Cabinet feedback” seems to be the euphemism of the day, at least so far as David Lammy’s sweeping reforms to the criminal court system in England and Wales go.
One can only imagine the formal and informal pressure that was exerted on the lord chancellor when his colleagues discovered, via leaks and, presumably, Whitehall gossip, that a shake-up of the legal system, which would signal the beginning of the end for trial by jury, was supposedly being considered, according to The Independent.
Lammy has instead announced the creation of new “swift courts”, which will see a judge decide verdicts in thousands of cases, scrapping jury trials for “either way” cases, including those for assault, burglary and drug dealing. This is one government U-turn that is to be warmly welcomed.
Despite the country’s all-too-apparent economic problems and the perma-crises in the public services, Britain cannot have sunk so low as to deprive its citizens of a human right they have enjoyed for 800 years, and in times far tougher than today. It was not, after all, restricted so much even in wartime and, aside from the Covid pandemic, the only part of the United Kingdom where it has been more routinely denied was in Northern Ireland for a brief, and disastrous, period for terrorism offences during the height of the Troubles.
More pertinently, Lammy and his colleagues in the justice department are perfectly correct to place another well-respected principle of fairness on the judicial scales — that “justice delayed is justice denied”. It cannot be right that victims of rape, for example, should need to wait four or five years to see their cases heard — and too many drop out of the system because of the agony of that delay.
The courts, like the prisons, have relied to an extraordinary extent on paper systems, and those will often be more prone to human error than a digital system, as well as being more costly and less efficient. Modernisation has become the most urgent of tasks. It would certainly help relieve Lammy of the duty of defending the accidental release of random convicts.
The story does, though, raise some questions about Lammy’s judgement.
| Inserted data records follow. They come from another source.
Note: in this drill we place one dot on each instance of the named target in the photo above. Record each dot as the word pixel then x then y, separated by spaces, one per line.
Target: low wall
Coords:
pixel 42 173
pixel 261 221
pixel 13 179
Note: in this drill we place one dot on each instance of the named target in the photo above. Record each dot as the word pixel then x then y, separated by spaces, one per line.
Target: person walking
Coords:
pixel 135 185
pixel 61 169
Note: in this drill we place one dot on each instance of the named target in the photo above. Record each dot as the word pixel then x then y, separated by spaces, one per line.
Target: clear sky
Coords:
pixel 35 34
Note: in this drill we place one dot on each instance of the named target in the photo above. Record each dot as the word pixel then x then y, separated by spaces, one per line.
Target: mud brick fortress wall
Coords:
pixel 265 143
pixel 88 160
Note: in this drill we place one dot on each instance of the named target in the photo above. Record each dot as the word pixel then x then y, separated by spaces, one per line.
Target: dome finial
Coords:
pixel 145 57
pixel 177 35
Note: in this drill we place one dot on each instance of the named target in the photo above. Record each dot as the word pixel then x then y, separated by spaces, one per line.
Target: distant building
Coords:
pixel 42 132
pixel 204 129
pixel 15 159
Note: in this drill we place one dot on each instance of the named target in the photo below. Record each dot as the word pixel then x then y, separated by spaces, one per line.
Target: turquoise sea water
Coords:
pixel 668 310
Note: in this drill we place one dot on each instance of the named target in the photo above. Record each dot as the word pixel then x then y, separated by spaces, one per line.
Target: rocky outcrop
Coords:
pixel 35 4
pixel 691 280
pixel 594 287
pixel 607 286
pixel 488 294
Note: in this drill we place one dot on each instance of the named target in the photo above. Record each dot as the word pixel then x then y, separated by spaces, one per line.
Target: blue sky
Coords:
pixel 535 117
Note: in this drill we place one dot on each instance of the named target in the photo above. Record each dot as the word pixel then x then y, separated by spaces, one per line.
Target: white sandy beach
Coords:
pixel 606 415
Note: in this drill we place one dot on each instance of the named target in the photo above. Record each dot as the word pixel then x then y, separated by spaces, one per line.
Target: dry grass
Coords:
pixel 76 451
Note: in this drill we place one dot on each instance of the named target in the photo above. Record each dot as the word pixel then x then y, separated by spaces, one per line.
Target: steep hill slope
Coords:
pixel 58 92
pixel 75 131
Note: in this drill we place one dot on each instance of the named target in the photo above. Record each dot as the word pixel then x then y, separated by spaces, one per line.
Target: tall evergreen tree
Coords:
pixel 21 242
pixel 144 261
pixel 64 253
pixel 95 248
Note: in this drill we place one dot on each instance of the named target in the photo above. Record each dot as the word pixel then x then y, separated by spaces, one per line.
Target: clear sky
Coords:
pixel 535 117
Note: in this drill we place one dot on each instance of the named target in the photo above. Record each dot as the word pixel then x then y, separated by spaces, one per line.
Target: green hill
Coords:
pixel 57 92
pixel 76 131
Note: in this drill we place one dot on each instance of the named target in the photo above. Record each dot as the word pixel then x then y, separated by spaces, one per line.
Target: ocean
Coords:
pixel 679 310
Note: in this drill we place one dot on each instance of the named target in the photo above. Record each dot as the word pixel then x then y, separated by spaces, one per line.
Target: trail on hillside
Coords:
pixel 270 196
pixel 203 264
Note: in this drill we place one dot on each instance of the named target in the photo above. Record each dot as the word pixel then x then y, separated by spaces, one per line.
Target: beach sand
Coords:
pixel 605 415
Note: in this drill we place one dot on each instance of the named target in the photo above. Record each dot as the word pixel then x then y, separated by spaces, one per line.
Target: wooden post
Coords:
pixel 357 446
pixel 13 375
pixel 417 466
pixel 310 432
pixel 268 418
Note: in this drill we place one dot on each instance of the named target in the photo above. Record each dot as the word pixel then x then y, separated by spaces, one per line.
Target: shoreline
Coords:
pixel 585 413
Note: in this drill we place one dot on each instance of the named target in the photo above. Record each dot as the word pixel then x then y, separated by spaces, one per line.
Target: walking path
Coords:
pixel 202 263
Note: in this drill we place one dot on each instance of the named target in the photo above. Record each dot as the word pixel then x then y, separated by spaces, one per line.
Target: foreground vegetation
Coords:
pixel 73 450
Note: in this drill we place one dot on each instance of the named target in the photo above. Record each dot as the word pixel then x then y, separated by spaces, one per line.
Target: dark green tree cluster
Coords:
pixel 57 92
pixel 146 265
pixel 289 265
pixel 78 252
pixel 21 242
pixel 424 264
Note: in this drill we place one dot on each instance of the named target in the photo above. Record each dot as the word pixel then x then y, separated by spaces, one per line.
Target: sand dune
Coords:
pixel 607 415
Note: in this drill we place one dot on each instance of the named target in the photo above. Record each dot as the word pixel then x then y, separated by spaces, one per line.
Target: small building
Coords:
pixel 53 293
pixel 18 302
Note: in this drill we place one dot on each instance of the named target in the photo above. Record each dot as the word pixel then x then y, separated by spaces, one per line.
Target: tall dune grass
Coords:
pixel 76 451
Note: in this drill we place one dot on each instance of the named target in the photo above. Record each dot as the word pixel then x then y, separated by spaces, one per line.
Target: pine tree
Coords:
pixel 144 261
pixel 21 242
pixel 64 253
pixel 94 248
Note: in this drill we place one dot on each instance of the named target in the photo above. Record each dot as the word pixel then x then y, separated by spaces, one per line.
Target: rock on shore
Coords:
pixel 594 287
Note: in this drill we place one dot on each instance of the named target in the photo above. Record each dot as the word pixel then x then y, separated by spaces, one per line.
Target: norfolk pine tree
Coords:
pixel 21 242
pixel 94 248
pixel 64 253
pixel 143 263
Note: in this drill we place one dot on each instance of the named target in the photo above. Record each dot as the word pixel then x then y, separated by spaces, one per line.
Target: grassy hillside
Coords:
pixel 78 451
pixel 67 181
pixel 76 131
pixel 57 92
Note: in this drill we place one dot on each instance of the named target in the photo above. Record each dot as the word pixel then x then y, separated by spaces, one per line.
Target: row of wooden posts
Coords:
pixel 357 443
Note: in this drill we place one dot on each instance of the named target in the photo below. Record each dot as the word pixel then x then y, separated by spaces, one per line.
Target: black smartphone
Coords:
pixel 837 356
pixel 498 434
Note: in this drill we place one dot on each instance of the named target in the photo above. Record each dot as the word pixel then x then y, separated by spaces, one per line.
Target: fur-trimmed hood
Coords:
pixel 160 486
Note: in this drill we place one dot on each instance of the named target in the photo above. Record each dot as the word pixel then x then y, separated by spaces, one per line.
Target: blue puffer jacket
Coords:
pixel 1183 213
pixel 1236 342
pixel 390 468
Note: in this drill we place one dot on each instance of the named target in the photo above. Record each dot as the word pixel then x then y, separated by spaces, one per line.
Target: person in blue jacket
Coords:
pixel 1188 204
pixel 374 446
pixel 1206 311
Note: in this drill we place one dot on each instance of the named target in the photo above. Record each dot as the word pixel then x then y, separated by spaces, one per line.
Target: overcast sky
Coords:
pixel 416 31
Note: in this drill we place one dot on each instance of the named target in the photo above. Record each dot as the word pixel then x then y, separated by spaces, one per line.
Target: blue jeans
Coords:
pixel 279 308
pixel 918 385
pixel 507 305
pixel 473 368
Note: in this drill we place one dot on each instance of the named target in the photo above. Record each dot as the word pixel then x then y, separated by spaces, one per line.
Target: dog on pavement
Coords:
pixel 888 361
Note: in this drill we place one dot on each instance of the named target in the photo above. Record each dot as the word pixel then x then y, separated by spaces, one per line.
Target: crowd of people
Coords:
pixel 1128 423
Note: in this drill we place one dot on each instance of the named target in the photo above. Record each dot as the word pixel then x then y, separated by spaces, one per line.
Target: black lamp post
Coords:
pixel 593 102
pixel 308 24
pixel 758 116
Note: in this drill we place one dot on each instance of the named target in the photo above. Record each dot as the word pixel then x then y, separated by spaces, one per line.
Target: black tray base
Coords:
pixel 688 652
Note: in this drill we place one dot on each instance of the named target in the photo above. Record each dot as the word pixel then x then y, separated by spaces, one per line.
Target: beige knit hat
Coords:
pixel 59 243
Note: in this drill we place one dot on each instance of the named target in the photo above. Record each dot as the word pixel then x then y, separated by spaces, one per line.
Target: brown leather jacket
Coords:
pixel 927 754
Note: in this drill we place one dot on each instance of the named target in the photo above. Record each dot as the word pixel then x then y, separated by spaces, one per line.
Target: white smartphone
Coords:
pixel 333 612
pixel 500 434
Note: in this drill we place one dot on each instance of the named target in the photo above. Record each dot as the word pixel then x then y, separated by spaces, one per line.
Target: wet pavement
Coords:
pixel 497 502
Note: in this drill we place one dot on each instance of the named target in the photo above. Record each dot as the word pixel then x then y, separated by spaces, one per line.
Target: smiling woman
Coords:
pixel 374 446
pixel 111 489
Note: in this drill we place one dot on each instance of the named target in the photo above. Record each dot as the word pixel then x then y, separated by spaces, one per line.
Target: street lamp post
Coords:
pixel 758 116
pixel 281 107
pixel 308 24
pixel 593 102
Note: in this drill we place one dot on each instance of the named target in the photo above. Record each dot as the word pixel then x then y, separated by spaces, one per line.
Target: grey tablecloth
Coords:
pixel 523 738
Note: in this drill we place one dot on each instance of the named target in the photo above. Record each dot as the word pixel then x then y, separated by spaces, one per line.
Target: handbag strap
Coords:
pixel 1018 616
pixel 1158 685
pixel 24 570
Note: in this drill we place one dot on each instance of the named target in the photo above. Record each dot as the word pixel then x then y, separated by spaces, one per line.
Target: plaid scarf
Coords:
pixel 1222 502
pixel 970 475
It would have been far better for him to have accepted the reform agenda originally handed to him after careful study by Sir Brian Leveson, a highly distinguished judge additionally endowed with a keen and rare sense of the art of the possible.
We are now more or less back where Sir Brian’s review recommended, with modest reforms to the system that balance justice and cost with new courts fitting between the magistrates and the crown courts. Lammy calls his version “swift courts”, which at least captures the purpose of them. After all, it was never sensible even in the time of King John to make jury trial automatic for the most trivial of offences, and most transgressions are competently dealt with by magistrates alone.
On balance, there may be no alternative to having judge-only trials for particularly technical and lengthy fraud and financial offences. It is and always has been a question of balance. In all events, the present system of appeals remains intact.
Cases where the potential outcome is close, and those with a “public interest”, or political aspect, also need to be protected by a jury: incitement, protest, human rights and terror spring to mind.
Thus, one danger that Lammy must reassure the public and parliament about is any sense that jury trial as a democratic backstop is about to end. There are many celebrated historical cases over the centuries that have entrenched the rights of juries not to convict even in cases where the evidence and a judge’s summing-up point in that direction.